- Sand Creek Township, Minnesota Location within the state of Minnesota Sand Creek Township, Minnesota Sand Creek Township, Minnesota (the United States)
- Coordinates: 44°40′41″N 93°35′15″W﻿ / ﻿44.67806°N 93.58750°W
- Country: United States
- State: Minnesota
- County: Scott

Area
- • Total: 32.9 sq mi (85.1 km^{2})
- • Land: 32.4 sq mi (84.0 km^{2})
- • Water: 0.46 sq mi (1.2 km^{2})
- Elevation: 955 ft (291 m)

Population (2020)
- • Total: 1,497
- Time zone: UTC-6 (Central (CST))
- • Summer (DST): UTC-5 (CDT)
- FIPS code: 27-58324
- GNIS feature ID: 0665541
- Website: https://sandcreekmn.gov/

= Sand Creek Township, Scott County, Minnesota =

Sand Creek Township is a township in Scott County, Minnesota, United States. The population was 1,497 at the 2020 census.

==History==
Sand Creek Township was originally called Douglas Township, and under the latter name was organized in 1858. Several months later it was renamed St. Mary Township. The name was again changed in 1859, after the Sand Creek.

==Geography==
According to the United States Census Bureau, the township has a total area of 32.9 square miles (85.2 km^{2}), of which 32.4 square miles (84.0 km^{2}) is land and 0.5 square mile (1.2 km^{2}) (1.40%) is water.

==Demographics==
As of the census of 2000, there were 1,551 people, 478 households, and 391 families residing in the township. The population density was 47.8 PD/sqmi. There were 488 housing units at an average density of 15.1/sq mi (5.8/km^{2}). The racial makeup of the township was 97.16% White, 1.42% African American, 0.32% Native American, 0.06% Pacific Islander, 0.58% from other races, and 0.45% from two or more races. Hispanic or Latino of any race were 1.10% of the population.

There were 478 households, out of which 40.6% had children under the age of 18 living with them, 75.1% were married couples living together, 4.0% had a female householder with no husband present, and 18.2% were non-families. 12.8% of all households were made up of individuals, and 4.4% had someone living alone who was 65 years of age or older. The average household size was 3.01 and the average family size was 3.31.

In the township the population was spread out, with 27.3% under the age of 18, 7.2% from 18 to 24, 32.2% from 25 to 44, 24.1% from 45 to 64, and 9.1% who were 65 years of age or older. The median age was 37 years. For every 100 females, there were 121.6 males.
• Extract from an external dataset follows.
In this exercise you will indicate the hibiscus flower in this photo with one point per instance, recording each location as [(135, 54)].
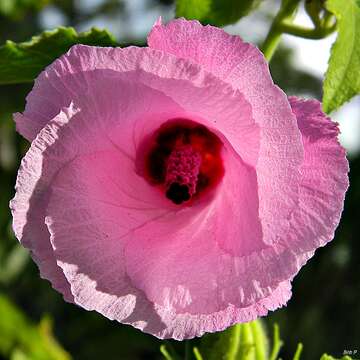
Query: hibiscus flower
[(174, 187)]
For every 100 females age 18 and over, there were 127.2 males.

The median income for a household in the township was $65,370, and the median income for a family was $67,000. Males had a median income of $41,591 versus $27,784 for females. The per capita income for the township was $23,029. About 1.2% of families and 2.0% of the population were below the poverty line, including 2.0% of those under age 18 and 1.8% of those age 65 or over.